Monday, May 25, 2009

Memorial Day Confession

I am a reformed/repentant pacifist. During the Viet-Nam war I was a passionate and proud follower of Gandhian pacifism. I not only dodged the draft, but made a personal cause-celeb of fighting the draft in a dramatic and public fashion. My hometown (Riverside) paper featured an article about my plans to refuse induction into the armed services. A Los Angeles based draft attorney and I had dreams of taking an appeal of my case as far up the judicial chain as possible, perhaps to the supreme court. He was a real ACLU-style attorney, motivated more by ideology than money (For his services I payed him one Fender Jazz Bass guitar).

From 1968 to 1970 I worked at organizing anti-war activities at my high school, attended meetings of the Students for a Democratic Society, joined the Peace and Freedom Party and marched in massive anti-war demonstrations. I can still hear the chants of "Ho, Ho, Ho-Che-Min--the Viet Cong are going to win!" David Harris came to our city and his speech convinced me to return my draft card to the draft board and to refuse induction if drafted. I was duly drafted and, after moving to the revolution's mecca, Berkley, I refused induction at the Oakland Induction Center. After doing so I was shunted to a little side room where a kindly FBI agent, in his 60s with graying grandfatherly hair and very calm demeanor, asked me, "Son, do you realize the seriousness of what you're doing, and the 5-year prison term you will serve if you are convicted?" I told him I did and politely declined his invitation to change my mind. The indictment and trial I so eagerly looked forward to never did materialize. It seems the courts were so clogged with similar cases they were only taking a few high-profile ones in order to make an example of them. I felt cheated, ignored and disrespected. That calm conversation with the nice FBI man was the last dealing I was ever to have with the U.S. government regarding my draft case.

As a pacifist I of course had a great and profound love for all humanity (in the abstract) but also great (righteous) hatred of whole swaths of it in reality: the evil U.S. government--and all who loved or supported it; the military; capitalism; the police, the wealthy; all Republicans, right-wingers and Christians, along with most main-line Democrats. These all were summed up as The Establishment. For those who have not indulged in this sort of spiritually delicious hatred, it's pleasure is difficult to describe. Its main intoxicant for us revolutionaries was the way it made one feel so pure and morally superior to one's enemies. And not them only, but also all the common folks who could not see with our enlightened clarity the evil of the whole American enterprise.

The reformation of my thinking as it regards pacifism has taken some time and has a number of causes--which I will leave for some future post. Here I will only note that I can now, thirty-nine years later, observe Memorial Day with deep appreciation and gratitude for all the warriors who fell in battle. Whose lives were given for a country which treated me so gently when I was railing against it.

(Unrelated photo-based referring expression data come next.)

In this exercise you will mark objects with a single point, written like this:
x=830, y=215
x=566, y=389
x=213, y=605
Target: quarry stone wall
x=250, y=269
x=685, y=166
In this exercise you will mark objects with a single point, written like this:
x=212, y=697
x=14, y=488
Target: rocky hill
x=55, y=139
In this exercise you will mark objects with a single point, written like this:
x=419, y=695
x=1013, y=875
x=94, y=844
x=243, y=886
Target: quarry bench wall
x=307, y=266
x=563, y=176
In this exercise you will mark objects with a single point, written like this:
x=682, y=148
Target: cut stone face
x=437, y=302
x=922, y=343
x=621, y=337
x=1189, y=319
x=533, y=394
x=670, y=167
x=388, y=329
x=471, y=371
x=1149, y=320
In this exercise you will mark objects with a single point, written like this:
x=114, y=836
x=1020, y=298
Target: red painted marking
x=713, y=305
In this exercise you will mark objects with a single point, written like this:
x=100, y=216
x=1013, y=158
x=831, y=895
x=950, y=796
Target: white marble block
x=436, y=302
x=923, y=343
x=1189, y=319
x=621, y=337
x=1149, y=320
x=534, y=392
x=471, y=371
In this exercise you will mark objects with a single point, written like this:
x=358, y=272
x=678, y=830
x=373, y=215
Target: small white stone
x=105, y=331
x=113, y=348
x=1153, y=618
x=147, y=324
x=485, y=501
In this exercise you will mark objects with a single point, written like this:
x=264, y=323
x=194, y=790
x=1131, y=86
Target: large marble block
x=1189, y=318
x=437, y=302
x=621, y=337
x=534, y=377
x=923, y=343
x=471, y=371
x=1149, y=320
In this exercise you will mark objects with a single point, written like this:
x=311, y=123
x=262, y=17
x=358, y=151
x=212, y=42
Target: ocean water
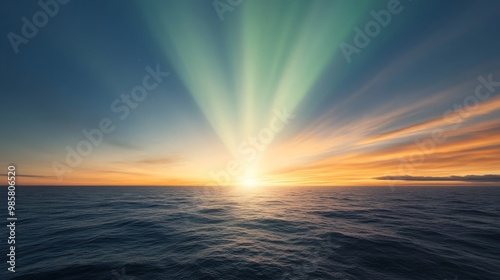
x=173, y=233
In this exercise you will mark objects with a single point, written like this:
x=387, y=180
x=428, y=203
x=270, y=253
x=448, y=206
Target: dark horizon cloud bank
x=489, y=178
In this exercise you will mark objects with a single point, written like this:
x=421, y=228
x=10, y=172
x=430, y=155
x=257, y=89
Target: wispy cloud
x=468, y=178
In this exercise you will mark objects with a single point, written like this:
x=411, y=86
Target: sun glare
x=249, y=182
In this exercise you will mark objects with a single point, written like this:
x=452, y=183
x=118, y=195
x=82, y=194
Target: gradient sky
x=388, y=115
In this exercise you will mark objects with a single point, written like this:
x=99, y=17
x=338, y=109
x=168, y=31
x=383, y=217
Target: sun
x=249, y=182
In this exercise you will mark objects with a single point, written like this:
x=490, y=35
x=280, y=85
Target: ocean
x=349, y=233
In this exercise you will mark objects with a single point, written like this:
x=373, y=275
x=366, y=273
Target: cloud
x=30, y=176
x=489, y=178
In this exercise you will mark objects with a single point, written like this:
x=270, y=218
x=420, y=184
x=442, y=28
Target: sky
x=250, y=92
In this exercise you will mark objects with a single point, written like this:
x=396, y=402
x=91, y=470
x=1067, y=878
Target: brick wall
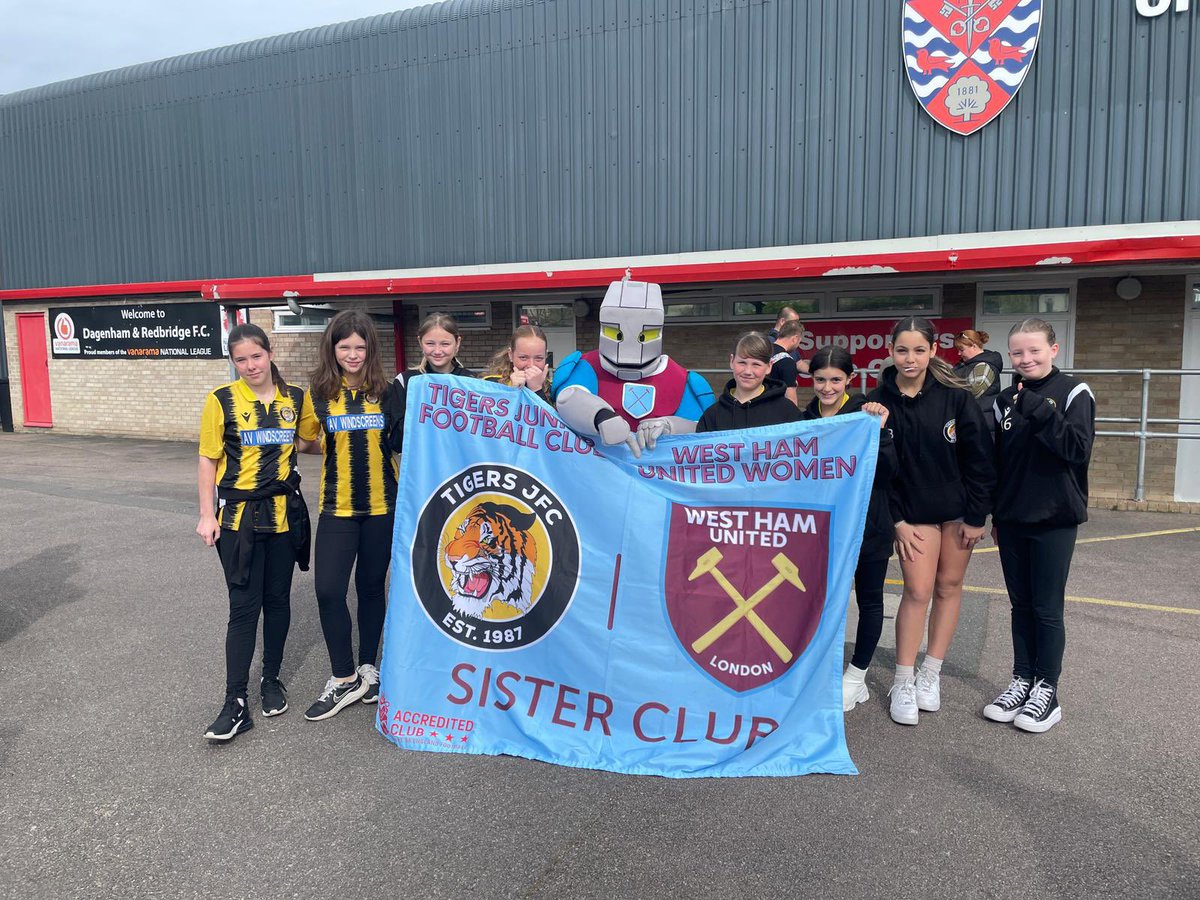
x=1111, y=333
x=94, y=396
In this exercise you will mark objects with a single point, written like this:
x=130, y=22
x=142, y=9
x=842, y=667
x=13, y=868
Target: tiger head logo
x=492, y=557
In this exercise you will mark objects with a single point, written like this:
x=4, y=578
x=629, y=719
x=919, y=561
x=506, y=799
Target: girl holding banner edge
x=832, y=370
x=940, y=502
x=441, y=342
x=249, y=433
x=348, y=393
x=522, y=364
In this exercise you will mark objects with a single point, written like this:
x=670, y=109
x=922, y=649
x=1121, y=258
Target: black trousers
x=869, y=594
x=268, y=592
x=1036, y=561
x=341, y=541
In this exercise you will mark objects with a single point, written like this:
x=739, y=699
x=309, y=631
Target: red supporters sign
x=869, y=341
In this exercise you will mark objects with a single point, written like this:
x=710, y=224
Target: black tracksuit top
x=1044, y=435
x=771, y=407
x=879, y=533
x=943, y=449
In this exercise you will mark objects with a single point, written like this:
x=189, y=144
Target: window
x=767, y=307
x=1032, y=301
x=922, y=301
x=471, y=317
x=312, y=318
x=693, y=309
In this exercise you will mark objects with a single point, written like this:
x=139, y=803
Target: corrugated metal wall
x=481, y=131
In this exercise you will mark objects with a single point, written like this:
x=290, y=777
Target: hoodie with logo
x=879, y=534
x=1044, y=433
x=943, y=449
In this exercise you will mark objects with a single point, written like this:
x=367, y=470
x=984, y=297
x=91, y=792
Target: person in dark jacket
x=1045, y=427
x=832, y=370
x=439, y=341
x=940, y=502
x=749, y=399
x=979, y=369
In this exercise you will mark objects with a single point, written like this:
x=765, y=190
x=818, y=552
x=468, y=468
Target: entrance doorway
x=35, y=370
x=1187, y=460
x=557, y=321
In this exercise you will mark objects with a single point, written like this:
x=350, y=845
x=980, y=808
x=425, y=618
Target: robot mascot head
x=631, y=329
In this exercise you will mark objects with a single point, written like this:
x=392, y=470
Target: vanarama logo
x=496, y=558
x=64, y=340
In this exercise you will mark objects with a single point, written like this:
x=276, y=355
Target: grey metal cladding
x=481, y=131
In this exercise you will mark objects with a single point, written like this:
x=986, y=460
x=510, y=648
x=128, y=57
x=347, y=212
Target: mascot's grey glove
x=649, y=431
x=615, y=430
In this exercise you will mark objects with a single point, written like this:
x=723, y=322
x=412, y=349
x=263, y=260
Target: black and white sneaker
x=275, y=696
x=1041, y=711
x=233, y=720
x=371, y=676
x=336, y=696
x=1006, y=707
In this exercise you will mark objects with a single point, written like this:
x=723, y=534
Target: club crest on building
x=966, y=59
x=744, y=588
x=496, y=558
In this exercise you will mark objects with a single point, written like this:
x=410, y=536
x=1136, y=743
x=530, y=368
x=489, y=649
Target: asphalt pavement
x=112, y=624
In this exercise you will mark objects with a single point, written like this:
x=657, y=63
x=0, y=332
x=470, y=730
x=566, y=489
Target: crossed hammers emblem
x=785, y=571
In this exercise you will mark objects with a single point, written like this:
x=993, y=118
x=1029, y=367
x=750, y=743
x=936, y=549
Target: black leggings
x=268, y=592
x=869, y=593
x=1036, y=562
x=340, y=541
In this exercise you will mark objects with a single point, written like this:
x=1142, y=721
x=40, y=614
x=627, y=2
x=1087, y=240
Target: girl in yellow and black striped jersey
x=249, y=432
x=358, y=502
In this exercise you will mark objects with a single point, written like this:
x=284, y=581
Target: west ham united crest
x=745, y=587
x=967, y=58
x=496, y=558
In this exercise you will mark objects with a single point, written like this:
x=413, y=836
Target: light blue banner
x=679, y=615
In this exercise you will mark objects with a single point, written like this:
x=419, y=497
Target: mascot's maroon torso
x=648, y=397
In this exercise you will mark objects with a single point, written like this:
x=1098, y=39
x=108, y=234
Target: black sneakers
x=1006, y=707
x=371, y=676
x=233, y=720
x=336, y=696
x=1041, y=711
x=275, y=696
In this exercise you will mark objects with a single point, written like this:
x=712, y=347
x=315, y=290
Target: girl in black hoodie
x=1045, y=429
x=832, y=369
x=749, y=399
x=940, y=501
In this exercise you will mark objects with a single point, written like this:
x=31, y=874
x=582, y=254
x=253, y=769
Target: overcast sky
x=45, y=41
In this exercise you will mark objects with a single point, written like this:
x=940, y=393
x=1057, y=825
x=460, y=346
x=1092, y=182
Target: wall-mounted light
x=1128, y=288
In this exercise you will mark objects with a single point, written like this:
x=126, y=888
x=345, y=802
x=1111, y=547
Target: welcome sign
x=679, y=615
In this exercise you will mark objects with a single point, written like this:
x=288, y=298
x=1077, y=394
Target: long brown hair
x=447, y=323
x=501, y=365
x=247, y=331
x=325, y=379
x=940, y=369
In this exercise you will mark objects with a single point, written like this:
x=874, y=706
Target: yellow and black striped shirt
x=359, y=474
x=255, y=444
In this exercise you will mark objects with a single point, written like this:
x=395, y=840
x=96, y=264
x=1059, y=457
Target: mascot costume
x=629, y=391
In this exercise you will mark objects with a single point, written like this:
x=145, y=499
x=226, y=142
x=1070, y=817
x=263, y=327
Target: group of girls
x=940, y=474
x=939, y=477
x=352, y=415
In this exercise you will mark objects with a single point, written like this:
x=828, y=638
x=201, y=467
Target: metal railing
x=1143, y=421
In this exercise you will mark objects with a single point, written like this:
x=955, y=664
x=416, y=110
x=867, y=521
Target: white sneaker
x=853, y=691
x=904, y=702
x=929, y=690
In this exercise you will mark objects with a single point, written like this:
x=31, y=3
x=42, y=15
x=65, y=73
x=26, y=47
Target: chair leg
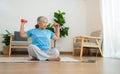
x=9, y=51
x=73, y=52
x=99, y=47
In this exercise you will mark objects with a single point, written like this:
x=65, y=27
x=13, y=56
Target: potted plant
x=6, y=41
x=59, y=18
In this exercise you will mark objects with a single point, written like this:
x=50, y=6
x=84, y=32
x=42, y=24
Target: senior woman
x=41, y=37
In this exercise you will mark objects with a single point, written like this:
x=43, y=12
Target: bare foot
x=54, y=58
x=31, y=58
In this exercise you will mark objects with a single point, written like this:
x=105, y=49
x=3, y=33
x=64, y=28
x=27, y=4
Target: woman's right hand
x=23, y=21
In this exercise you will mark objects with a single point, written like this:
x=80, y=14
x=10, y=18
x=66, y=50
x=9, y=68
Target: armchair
x=93, y=41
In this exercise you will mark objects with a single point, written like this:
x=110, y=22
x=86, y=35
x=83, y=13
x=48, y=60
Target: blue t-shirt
x=41, y=38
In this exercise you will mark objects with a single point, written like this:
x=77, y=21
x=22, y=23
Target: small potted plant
x=6, y=41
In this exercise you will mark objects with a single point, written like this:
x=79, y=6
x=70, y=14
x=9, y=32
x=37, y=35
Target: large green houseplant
x=60, y=19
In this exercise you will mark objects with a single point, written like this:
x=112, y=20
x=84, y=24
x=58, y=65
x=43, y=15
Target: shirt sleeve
x=52, y=34
x=29, y=33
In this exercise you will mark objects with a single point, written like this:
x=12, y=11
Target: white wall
x=11, y=11
x=93, y=16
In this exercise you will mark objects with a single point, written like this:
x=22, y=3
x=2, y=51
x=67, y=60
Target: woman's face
x=43, y=23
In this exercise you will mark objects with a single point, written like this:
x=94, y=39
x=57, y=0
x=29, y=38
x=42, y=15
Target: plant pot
x=5, y=50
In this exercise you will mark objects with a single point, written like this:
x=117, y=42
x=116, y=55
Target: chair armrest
x=90, y=37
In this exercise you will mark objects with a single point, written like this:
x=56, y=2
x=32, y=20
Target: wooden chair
x=17, y=42
x=81, y=42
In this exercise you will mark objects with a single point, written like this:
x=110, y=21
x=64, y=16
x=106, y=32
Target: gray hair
x=40, y=18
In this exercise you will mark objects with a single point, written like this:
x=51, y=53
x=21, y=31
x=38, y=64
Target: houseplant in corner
x=6, y=41
x=59, y=18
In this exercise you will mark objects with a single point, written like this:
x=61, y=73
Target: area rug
x=26, y=59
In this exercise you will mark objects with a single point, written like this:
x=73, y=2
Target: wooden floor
x=102, y=66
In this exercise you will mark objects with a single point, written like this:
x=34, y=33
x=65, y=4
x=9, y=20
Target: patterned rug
x=26, y=59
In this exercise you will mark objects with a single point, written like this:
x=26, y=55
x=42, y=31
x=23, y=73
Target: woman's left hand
x=56, y=25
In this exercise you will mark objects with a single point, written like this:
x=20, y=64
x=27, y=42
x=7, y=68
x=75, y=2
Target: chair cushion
x=20, y=43
x=78, y=44
x=17, y=37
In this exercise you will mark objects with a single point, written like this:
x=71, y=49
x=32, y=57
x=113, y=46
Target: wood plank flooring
x=102, y=66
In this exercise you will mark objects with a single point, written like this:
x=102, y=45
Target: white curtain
x=110, y=10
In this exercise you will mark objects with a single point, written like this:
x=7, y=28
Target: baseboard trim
x=25, y=52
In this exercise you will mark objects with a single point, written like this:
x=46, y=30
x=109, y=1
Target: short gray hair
x=40, y=18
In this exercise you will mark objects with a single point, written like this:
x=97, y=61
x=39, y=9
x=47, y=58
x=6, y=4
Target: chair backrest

It was difficult for me to let go of my pacifist/Gandhian identity--for it was a very important aspect of how I understood myself and how I wanted others to see me. It was also a sacrifice to say goodbye to my cherished hatreds and ideological righteousness. They were heady but adolescent pleasures, and so had to be left behind. This Memorial day I am at peace with my anti-war past. Although I judge my actions from back then quite differently now, I am neither proud nor ashamed of them. They have been given a decent and properly respectful burial under a shady tree which watches over a little green field in my soul. That revolutionary young man may not have died in battle, but he did die. He had to lose his life--in order to find it.